Irsay finally smells the toe jam and fires GM Ryan Grigson! “Broken Clocks”

Pagano: "Who? I guess he's talkin' to you bruh!"

I guess ole dull Jim Irsay finally woke up this mornin’ and smelled the toe jam! After the past two seasons of foolishness and not makin’ the playoffs he finally decided that the dun buyin’ the groceries was shoppin’ at the swap meet and gettin’ spoiled food! On Saturday afternoon it was announced that Ryan Grigson was gettin’ pushed out of the ride like ole Eddie Kane Jr. It’s about time!!!

Let’s keep it real or all the way 100, whichever comes 1st! Everybody and their baby’s momma have been ridin’ Chuck Pagano for the past two years as to why the Colts have looked a hot mess. Now he should take some blame in some of this foolishness too. However, the dun comin’ in the crib with the groceries was more responsible for the Andrew Luck out here gettin’ his head beaten in and losin’ tire pressure in his lungs etc.
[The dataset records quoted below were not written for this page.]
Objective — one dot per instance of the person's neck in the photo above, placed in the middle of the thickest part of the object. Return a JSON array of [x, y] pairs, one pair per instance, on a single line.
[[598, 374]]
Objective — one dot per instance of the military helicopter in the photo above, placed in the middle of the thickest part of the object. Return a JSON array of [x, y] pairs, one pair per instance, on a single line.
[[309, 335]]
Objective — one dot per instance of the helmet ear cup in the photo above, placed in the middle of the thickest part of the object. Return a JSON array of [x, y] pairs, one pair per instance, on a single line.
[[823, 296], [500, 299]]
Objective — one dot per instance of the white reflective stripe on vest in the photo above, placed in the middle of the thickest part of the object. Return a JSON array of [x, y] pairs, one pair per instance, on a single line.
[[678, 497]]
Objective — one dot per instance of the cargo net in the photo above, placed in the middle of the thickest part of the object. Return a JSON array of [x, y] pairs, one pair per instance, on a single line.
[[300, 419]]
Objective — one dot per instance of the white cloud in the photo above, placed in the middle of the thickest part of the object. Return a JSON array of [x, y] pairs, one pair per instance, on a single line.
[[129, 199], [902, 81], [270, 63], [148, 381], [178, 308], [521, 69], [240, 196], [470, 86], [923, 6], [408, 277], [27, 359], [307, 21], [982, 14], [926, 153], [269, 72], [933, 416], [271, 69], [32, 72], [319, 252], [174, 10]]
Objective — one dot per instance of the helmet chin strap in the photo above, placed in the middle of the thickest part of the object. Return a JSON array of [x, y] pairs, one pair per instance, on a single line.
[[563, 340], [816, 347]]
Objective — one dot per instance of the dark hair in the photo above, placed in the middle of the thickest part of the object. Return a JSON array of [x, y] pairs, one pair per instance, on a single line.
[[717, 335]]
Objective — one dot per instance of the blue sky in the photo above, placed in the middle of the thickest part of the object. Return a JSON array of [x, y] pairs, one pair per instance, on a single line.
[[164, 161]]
Grigson spent $140 million on a quarterback and couldn’t protect him. That’s like buyin’ a Bugatti and parkin’ it in the middle of the projects with the music blastin’ runnin’ with the doors unlocked!!  I told you boyz back in October in the crazy Hot Joint entitled “Two Dead Flies” that he was the worse GM in the NFL!! Why because the dun actually fixed his mouth to say this to some real live breathin’ human beings, “We have a defense that is work in progress. When you pay Andrew what we did, it’s going to take some time to build on the other side of the ball.  He went on to say, We have missed on picks, that’s for sure, we have. I have to do better in that respect.”

The dun said that he spent all of his bread on the car but forgot to get the wheels and the seats. I don’t care that he hit the bullseye with Andrew Luck, T.Y. Hilton and tight ends Coby Fleener and Dwayne Allen with his first draft in 2012. Even a broken a clock is right twice a day bruh!

Then the dun fell on his face, pulled a hamstring, ruptured an achilles and blew out a knee the followin’ year at the draft!! Not a single cat he selected in the 2013 is currently on the roster today! Wheredeydodatat?

He may as well have pulled a Pacman Jones at the strip club and made it rain! He simply threw a whole bunch of bread in the air, boyz picked it up and ran out of the joint butt naked.

Thank goodness that dun is gone! Stop me when I start lyin’!

Playas Thesaurus: 

1)Dull: adjective – to describe something as bein’ terrible, something that makes you sick with disgust because it’s so stupid to even think of.

2) Swap Meet: noun – the ghetto flea market or open market

3) Eddie Kane Jr.: noun – character in the move “Five Heartbeats” that was kicked out of the group for not handlin’ his business.

4)  Dun: noun – the person in question, dude, guy, etc. It’s whoever I’m talkin’ about and its non-gender specific.

5) Wheredeydodatat?: Hood for “Who does that?”

The caption under the photo isn’t real but its REAL talk!